Posted on: Friday, July 1, 2005

Laysan ducks spreading wings on Midway Atoll

By Jan TenBruggencate
Advertiser Science Writer

Laysan ducks are staging a stunning population explosion on Midway Atoll's Sand Island, where five of six female birds nested this season and three so far have produced 13 surviving chicks.

Two more females are still sitting on eggs, and based on the earlier results this season, they could double the island's duck population in its first nesting season.

Wildlife biologists are cautious but ecstatic about the activity. Twenty of the endangered ducks, also called Laysan teal, were shipped to the Midway Atoll National Wildlife Refuge, 1,250 miles northwest of Honolulu, eight months ago from their home island to create a backup population in case the ducks on Laysan are destroyed by storm, alien predators or some other disaster.

The transplanted birds were only 2 to 3 months old. Researchers knew they were unlikely to mate and nest until mid-2006, but the ducks surprised them.

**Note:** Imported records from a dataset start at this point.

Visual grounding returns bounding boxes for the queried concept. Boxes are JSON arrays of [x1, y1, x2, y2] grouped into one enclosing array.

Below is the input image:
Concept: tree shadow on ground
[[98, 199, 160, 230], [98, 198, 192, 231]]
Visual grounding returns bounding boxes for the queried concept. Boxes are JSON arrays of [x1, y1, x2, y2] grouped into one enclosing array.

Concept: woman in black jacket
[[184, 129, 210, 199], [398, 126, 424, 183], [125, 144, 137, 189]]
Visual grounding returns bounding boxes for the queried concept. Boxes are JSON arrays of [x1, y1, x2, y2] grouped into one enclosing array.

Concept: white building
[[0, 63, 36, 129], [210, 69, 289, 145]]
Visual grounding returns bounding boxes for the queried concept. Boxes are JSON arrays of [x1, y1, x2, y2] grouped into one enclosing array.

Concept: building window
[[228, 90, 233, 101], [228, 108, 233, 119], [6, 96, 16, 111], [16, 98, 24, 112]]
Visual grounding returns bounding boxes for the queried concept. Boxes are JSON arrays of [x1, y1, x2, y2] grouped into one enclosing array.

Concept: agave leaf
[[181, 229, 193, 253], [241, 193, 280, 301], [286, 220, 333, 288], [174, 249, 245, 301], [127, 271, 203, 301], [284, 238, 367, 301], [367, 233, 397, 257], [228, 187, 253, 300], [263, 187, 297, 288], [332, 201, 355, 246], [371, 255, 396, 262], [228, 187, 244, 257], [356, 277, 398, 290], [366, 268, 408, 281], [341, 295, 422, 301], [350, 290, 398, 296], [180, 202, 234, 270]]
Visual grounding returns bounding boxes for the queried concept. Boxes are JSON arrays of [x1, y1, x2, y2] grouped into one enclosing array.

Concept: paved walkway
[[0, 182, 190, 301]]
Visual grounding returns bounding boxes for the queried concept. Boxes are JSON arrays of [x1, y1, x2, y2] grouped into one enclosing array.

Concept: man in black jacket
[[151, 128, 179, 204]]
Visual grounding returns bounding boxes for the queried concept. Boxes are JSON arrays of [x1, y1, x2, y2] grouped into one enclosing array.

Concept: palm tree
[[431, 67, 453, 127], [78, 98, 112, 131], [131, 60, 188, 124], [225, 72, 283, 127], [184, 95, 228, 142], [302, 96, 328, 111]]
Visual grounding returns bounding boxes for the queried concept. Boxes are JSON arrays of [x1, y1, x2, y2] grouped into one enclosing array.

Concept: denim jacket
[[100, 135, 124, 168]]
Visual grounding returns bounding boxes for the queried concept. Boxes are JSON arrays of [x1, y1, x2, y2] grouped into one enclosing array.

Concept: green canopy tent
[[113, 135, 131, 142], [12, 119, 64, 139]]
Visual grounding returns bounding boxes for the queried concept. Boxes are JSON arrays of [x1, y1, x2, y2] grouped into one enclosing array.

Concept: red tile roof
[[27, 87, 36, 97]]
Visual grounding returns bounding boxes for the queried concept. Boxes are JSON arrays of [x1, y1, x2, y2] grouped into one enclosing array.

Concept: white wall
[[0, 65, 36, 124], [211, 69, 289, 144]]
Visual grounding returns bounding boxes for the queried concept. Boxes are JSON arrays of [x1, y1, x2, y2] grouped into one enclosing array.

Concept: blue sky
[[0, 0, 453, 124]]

"On Laysan, they almost never nest until their second year," said Michelle Reynolds, conservation biologist with the U.S. Geological Survey's Pacific Islands Ecosystem Research Center. Additionally, each nest contained nine to 10 eggs, compared with the three to four eggs normally found in Laysan nests.

The Midway Duck Translocation Project started eight years ago, when scientists began looking for a way to ensure that a passing hurricane or tsunami did not wipe out the species on low, sandy Laysan.

Not long before that, new fossil evidence showed there once had been Laysan ducks throughout the Hawaiian archipelago and in many different habitats.

The birds survived on isolated Laysan and Lisianski in the Northwestern Hawaiian Islands, but disappeared on Lisianski a century ago when rabbits denuded the island and sandstorms filled its only lake. Laysan's salty lake survives, along with a few freshwater seeps that ducklings need to survive. But the habitat is limited. Reynolds said Laysan's carrying capacity may be no more than 600 birds, and in dry years, few ducklings survive due to lack of fresh water and food.

Midway, where rats were exterminated in the 1990s, was identified as a potential new home for the birds. Conservation crews dug a series of shallow ponds that reached fresh water. A sedge called makaloa, favored by Laysan's ducks, was brought to Midway and planted. The crew of the Hokule'a voyaging canoe brought some makaloa to Midway during its sail through the archipelago last year, and another batch was brought by a research ship.

Reynolds said it's difficult to judge the sex of ducklings, and last year's flock ended up being 14 males and six females. One male died in an attack by an albatross, but 19 birds are alive.

First-year nesting females often have trouble nesting and raising their young. The first nest on Midway produced just a single duckling that died after a few days. But that female produced a new clutch and is sitting on at least five eggs, Reynolds said.

Duck researchers, seeking to increase the potential genetic diversity of the population, hope to bring 30 young ducks to Midway this year. Field biologist Jimmy Breeden is watching this year's nests on Laysan to select the young birds that will join their Midway cousins.

The Midway ducks are being cared for by U.S. Fish and Wildlife Service refuge biologist John Klavitter and U.S. Geological Survey biologists Mark Vekasy and Leona Laniawe.

Scientists already are looking into further sites for re-establishing the animals. They plan later to put ducks on Eastern Island within Midway Atoll, where two ponds have been dug and makaloa has been established.

Another favored site for translocation of ducks is Lisianski, the sandy island 140 miles west of Laysan and the last place the birds naturally occurred other than Laysan itself.